Ia menjelaskan, mekanisme pengusulan calon penerima program tersebut dilakukan secara berjenjang.
Pemerintah kabupaten dan kota terlebih dahulu menyampaikan usulan kepada pemerintah provinsi sebelum diteruskan ke pemerintah pusat.
“Harus ada usulan dari kabupaten dan kota melalui provinsi Gorontalo. Kemudian provinsi yang melanjutkan usulan tersebut,” ujar Mikson.
Tidak adanya usulan permintaan dari Gorontalo pada tahun sebelumnya membuat daerah tersebut tidak memperoleh alokasi cadangan pangan jagung untuk peternak mandiri.
“Itulah sebabnya mengapa Gorontalo tidak dapat, karena tidak ada usulan permintaan tahun lalu. Gorontalo baru tahun ini memasukkan usulan,” katanya.
Mikson menegaskan, persoalan tersebut perlu menjadi perhatian pemerintah daerah karena keterlambatan pengusulan dapat berdampak langsung terhadap kesempatan peternak memperoleh dukungan dari program pemerintah pusat.

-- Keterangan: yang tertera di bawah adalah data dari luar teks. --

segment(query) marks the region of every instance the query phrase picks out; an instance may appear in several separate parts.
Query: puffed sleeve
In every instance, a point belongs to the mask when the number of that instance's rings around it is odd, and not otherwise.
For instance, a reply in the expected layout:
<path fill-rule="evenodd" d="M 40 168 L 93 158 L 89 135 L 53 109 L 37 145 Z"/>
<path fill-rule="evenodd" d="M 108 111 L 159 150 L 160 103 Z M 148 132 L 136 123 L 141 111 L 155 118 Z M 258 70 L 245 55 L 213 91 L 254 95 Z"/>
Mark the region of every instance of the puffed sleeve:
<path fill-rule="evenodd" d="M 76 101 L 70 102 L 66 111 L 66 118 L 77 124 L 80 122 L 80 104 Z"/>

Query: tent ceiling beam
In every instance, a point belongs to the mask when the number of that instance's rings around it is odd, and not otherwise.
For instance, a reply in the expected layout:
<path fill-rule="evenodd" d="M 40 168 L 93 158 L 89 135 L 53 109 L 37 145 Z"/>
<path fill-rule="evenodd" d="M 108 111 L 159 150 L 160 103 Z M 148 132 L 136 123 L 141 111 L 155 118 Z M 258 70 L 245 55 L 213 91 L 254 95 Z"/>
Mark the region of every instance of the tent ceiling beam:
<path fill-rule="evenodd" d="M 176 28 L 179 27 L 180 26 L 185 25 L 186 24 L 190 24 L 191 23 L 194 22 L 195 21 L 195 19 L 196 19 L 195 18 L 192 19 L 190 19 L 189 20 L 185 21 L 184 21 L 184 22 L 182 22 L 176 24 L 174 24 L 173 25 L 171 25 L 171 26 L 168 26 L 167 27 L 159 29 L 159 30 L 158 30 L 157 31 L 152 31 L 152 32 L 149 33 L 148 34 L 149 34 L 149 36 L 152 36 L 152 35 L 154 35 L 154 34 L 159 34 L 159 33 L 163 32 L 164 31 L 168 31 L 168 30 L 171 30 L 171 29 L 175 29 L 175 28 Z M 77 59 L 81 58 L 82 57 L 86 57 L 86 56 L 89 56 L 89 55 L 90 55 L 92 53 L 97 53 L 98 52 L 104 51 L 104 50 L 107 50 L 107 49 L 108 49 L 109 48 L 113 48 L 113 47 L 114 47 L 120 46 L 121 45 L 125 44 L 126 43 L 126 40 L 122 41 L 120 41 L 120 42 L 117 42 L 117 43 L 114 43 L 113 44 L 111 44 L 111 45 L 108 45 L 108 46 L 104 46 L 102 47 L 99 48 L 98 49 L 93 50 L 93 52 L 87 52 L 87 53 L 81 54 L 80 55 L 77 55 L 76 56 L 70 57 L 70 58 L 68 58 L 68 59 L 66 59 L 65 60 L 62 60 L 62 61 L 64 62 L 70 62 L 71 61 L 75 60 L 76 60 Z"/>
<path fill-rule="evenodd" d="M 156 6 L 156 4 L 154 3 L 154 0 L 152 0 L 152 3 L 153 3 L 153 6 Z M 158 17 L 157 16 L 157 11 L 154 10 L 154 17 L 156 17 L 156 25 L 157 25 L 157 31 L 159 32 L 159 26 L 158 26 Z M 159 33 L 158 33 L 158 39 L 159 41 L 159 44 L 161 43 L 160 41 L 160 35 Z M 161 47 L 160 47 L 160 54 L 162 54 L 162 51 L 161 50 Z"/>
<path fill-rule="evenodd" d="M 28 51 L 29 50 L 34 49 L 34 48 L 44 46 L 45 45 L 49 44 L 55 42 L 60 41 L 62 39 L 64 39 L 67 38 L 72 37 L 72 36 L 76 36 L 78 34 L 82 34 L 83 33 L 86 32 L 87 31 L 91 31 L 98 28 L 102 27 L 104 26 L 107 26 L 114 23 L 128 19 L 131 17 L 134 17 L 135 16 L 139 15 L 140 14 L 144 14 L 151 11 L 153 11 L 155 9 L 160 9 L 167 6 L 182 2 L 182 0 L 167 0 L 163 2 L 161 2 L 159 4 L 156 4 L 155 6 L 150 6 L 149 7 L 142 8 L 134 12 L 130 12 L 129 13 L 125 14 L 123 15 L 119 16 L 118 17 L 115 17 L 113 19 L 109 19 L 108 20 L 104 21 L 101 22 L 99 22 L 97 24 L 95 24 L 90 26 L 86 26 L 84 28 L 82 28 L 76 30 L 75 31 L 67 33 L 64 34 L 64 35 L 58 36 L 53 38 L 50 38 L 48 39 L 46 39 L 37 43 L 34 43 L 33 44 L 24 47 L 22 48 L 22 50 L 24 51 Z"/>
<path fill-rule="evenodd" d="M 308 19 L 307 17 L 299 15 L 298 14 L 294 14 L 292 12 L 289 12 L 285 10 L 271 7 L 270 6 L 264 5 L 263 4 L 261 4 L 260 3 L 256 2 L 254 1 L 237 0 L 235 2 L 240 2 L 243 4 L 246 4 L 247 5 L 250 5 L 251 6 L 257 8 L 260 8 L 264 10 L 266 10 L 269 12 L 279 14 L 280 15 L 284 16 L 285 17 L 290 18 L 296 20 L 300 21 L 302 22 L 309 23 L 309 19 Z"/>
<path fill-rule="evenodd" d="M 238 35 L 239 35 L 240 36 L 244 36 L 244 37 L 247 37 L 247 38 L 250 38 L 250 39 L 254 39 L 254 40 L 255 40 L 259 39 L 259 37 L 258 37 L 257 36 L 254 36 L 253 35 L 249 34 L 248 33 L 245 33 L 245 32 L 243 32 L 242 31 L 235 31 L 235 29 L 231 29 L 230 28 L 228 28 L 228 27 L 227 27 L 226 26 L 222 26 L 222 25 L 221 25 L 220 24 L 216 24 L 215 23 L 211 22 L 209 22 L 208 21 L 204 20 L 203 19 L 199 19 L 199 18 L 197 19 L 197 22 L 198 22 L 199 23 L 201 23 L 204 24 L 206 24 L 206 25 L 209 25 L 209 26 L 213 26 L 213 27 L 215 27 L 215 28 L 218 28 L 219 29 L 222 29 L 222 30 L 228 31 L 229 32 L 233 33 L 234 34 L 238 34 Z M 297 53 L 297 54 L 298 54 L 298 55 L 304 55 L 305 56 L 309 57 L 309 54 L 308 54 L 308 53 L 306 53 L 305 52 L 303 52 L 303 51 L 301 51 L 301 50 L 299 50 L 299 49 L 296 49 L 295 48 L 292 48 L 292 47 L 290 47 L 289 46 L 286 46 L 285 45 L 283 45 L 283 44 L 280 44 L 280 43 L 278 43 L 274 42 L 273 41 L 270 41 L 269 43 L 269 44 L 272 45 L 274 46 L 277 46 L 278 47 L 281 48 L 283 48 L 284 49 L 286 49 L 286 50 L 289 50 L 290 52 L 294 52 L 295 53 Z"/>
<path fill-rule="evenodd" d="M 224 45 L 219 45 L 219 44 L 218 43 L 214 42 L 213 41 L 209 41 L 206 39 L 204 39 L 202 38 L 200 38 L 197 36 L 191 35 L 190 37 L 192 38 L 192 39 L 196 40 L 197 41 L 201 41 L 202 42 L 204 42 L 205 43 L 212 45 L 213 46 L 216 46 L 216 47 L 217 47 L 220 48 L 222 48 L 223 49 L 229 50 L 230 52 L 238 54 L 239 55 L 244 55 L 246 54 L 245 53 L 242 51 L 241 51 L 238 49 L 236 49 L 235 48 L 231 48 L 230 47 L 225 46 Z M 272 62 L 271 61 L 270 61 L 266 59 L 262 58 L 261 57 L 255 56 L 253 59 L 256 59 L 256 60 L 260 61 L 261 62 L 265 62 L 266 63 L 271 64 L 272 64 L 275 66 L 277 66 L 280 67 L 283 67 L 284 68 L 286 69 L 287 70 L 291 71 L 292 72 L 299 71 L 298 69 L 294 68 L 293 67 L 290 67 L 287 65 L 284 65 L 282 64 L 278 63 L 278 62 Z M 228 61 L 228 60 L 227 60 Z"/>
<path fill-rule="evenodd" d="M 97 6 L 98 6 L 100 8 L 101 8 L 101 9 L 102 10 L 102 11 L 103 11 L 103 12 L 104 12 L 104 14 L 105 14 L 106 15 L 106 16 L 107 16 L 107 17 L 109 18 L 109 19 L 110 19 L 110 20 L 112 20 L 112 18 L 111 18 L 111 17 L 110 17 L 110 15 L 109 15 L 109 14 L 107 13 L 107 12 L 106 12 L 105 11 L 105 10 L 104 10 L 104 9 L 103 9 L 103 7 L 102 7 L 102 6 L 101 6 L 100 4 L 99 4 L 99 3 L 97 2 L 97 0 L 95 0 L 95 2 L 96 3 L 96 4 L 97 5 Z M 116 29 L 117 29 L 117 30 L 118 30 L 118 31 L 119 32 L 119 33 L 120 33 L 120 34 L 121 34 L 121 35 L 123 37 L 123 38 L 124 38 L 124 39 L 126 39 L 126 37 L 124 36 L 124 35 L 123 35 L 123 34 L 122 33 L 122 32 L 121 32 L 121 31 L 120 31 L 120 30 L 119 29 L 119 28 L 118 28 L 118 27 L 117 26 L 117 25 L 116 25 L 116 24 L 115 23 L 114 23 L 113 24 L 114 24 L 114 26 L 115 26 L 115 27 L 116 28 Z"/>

“Kalau kami tidak datang ke sini, tidak diketahui bahwa Gorontalo belum diakomodir,” tegasnya.
Komisi II mendorong pemerintah daerah memperbaiki koordinasi dan mekanisme pengusulan program agar kebutuhan peternak mandiri di Gorontalo dapat disampaikan tepat waktu kepada pemerintah pusat.
Pengusulan yang dilakukan secara berjenjang dari kabupaten dan kota, kemudian diteruskan pemerintah provinsi, menjadi bagian penting dalam memastikan calon penerima dapat masuk dalam program yang disiapkan pemerintah pusat.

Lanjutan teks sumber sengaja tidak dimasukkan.